Posted On: Jan. 3, 2007 12:00 AM CST

HARTFORD, Conn.—St. Paul Travelers Cos. Inc. has agreed to halt all contingent commission payments by the beginning of next year, following Chubb Corp.'s similar move last month, Connecticut regulators announced.

In a Dec. 29 letter to Connecticut Attorney General Richard Blumenthal's office, St. Paul, Minn.-based St. Paul Travelers said it will encourage all of its agents this year to opt for fixed commissions with no contingent component. The insurer expects agents in all insurance lines to be working on a fixed commission basis by next Jan. 1, the letter said.

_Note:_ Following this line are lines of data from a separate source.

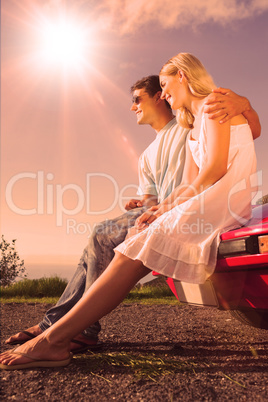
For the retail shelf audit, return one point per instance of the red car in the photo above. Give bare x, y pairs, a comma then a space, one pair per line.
240, 280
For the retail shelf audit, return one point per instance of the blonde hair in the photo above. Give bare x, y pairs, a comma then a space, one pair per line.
200, 83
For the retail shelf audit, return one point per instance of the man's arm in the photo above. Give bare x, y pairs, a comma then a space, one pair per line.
147, 200
225, 104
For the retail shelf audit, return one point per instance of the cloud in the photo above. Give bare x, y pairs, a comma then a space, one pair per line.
127, 16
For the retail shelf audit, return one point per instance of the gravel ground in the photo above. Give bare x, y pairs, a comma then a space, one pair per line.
150, 353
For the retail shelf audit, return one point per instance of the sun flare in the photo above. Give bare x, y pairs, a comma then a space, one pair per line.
64, 44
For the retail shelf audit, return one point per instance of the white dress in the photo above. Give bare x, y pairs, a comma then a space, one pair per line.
182, 243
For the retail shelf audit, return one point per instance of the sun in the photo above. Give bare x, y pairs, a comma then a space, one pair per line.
64, 43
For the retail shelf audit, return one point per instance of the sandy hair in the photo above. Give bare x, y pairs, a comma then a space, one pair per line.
199, 81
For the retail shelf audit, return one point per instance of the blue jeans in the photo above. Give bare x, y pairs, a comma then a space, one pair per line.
95, 259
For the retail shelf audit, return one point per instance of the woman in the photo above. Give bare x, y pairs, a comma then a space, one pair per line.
178, 237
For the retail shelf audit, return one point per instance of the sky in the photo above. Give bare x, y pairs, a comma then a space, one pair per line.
69, 142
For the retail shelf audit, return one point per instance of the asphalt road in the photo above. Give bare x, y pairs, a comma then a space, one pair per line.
150, 353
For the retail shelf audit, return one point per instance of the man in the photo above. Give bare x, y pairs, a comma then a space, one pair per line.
160, 171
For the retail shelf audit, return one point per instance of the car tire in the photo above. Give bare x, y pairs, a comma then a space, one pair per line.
253, 317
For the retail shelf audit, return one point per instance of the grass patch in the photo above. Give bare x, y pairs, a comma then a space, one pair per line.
37, 288
48, 290
141, 366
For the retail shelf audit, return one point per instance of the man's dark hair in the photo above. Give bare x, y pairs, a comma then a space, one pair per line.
150, 84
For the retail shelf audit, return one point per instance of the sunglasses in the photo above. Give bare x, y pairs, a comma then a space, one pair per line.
137, 99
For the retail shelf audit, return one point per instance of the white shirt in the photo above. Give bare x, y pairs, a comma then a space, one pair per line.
161, 164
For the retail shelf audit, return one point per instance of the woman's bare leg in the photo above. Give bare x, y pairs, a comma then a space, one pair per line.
105, 294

The St. Paul Travelers letter came in response to notices the insurer received from Connecticut and other states that it would not be permitted to pay contingent commissions this year in six lines of coverage under the terms of its $77 million settlement with Connecticut, New York and Illinois last August. Under the settlement, the insurer was barred from paying contingents on any line, product or segment of business if insurers representing 65% of gross premiums written in that line do not pay such commissions or have similar settlement agreements.

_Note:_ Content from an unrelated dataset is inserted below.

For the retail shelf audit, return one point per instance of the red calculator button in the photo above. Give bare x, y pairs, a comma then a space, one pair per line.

Regulators notified St. Paul Travelers and three other insurers in November that the 65% "tipping point" had been reached in six lines, including boiler and machinery, financial guarantee and several personal lines coverages.

In its response to Connecticut, St. Paul Travelers agreed not to pay contingents in the six lines but then went further, reporting its plans to abandon contingent commissions altogether.

The decision represents an apparent change for the insurer, which had earlier planned to continue to pay contingents on commercial lines where allowed. For personal lines, St. Paul Travelers notified its agents last month that it would pay a new supplemental fixed commission in lieu of contingent commissions, in part to reflect agents' business performance.

A St. Paul Travelers spokeswoman declined to comment on the Connecticut announcement.

"St. Paul Travelers is doing the right thing, voluntarily agreeing to stop paying contingent commissions," Connecticut's Mr. Blumenthal said in a statement. "This decision upholds our longstanding position that insurance carriers do not need to pay contingent compensation to profitably compete in the insurance industry."

The insurer's move follows Chubb's decision last month to halt contingent payments. Chubb is instead launching a "supplemental compensation program" that pays fixed amounts based on agents' prior years' performance and is not considered contingent compensation.